Kadma Marques - Bandeira apropria-se de ao menos três cidades - Fortaleza, Rio de Janeiro e Paris - para convertê-las em objeto de pesquisa plástica, formal, traduzindo sua ligação emocional com elas em imagens cujas cores e traços vibram em um ritmo visual intenso que impactam os mais diversos públicos, mesmo hoje. Neste sentido, Cidade queimada de sol, pintura que integra o acervo do Mauc, é emblemática. Nela, pela experiência dos sentidos que o gesto imortaliza, o artista filtra os efeitos de um sol potente que se expande, a tudo envolvendo em um vermelho que impregna os olhos, ardendo. Vista de cima, a cidade poderia ser apresentada de forma distante, impessoal. Mas o vermelho nos reconcilia com ela, pois ela é quente. O ritmo dos gestos que deixaram suas marcas sobre o quadriculado urbano é outro fator que insere o humano na visão grandiosa dessa paisagem.

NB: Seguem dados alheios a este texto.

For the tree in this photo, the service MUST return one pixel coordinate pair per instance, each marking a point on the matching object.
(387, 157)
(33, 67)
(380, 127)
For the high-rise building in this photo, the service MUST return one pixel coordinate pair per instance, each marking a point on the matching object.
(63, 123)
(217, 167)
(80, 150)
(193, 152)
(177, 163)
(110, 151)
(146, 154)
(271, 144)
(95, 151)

OP - De que modo ocorria essa “invenção” de Fortaleza como forma-paisagem?

Kadma - Um artista como Bandeira, acumulado tudo que sua sensibilidade aguçada lhe dava acesso, precisava externar sua experiência, traduzi-la por meio de recursos que lhe possibilitassem restituir ao mundo sua experiência. Com isso, ele descortinava aos nossos olhos a cidade que o tocava, ecoando em nós uma paisagem vivida, pulsante. Nesse movimento, a cidade se depura e se intensifica como forma-paisagem, fazendo-nos reencontrar a paisagem que vemos todos os dias sob um novo registro - aquele da beleza impactante, que nos desestabiliza ao instaurar um mundo novo no seio do mundo que pensávamos conhecer. Nossos olhos cansados de ver redescobrem assim uma cidade de afetos, de memórias, de possibilidades daquilo que poderia ser.

OP - Com o distanciamento temporal de 50 anos da morte do Bandeira, o que ele nos diz hoje?

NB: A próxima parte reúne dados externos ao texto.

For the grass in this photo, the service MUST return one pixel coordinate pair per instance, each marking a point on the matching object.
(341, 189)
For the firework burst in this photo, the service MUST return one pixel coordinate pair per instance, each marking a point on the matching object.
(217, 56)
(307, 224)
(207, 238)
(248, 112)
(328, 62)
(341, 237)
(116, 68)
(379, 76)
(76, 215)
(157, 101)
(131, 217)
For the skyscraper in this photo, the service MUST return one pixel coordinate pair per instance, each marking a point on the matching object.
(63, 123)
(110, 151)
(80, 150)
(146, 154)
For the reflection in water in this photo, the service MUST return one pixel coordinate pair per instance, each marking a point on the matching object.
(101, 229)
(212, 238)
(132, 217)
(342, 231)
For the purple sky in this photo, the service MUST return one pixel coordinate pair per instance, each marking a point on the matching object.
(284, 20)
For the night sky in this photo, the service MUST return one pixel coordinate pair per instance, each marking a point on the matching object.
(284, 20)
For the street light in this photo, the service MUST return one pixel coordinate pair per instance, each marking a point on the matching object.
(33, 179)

Kadma - O trabalho de Bandeira permanecerá um marco de invenção, formal e social, uma peça fundamental nas articulações que se deram ao longo do tempo entre agentes sociais e instituições e que estabeleceram hoje outro patamar para atuação dos artistas locais. Bandeira sintetiza em sua individualidade a potência social de sua época, ele funcionou como um vetor único, que porém em sua singularidade não apaga o coletivo do qual se destacou, antes revela-o como força propulsora.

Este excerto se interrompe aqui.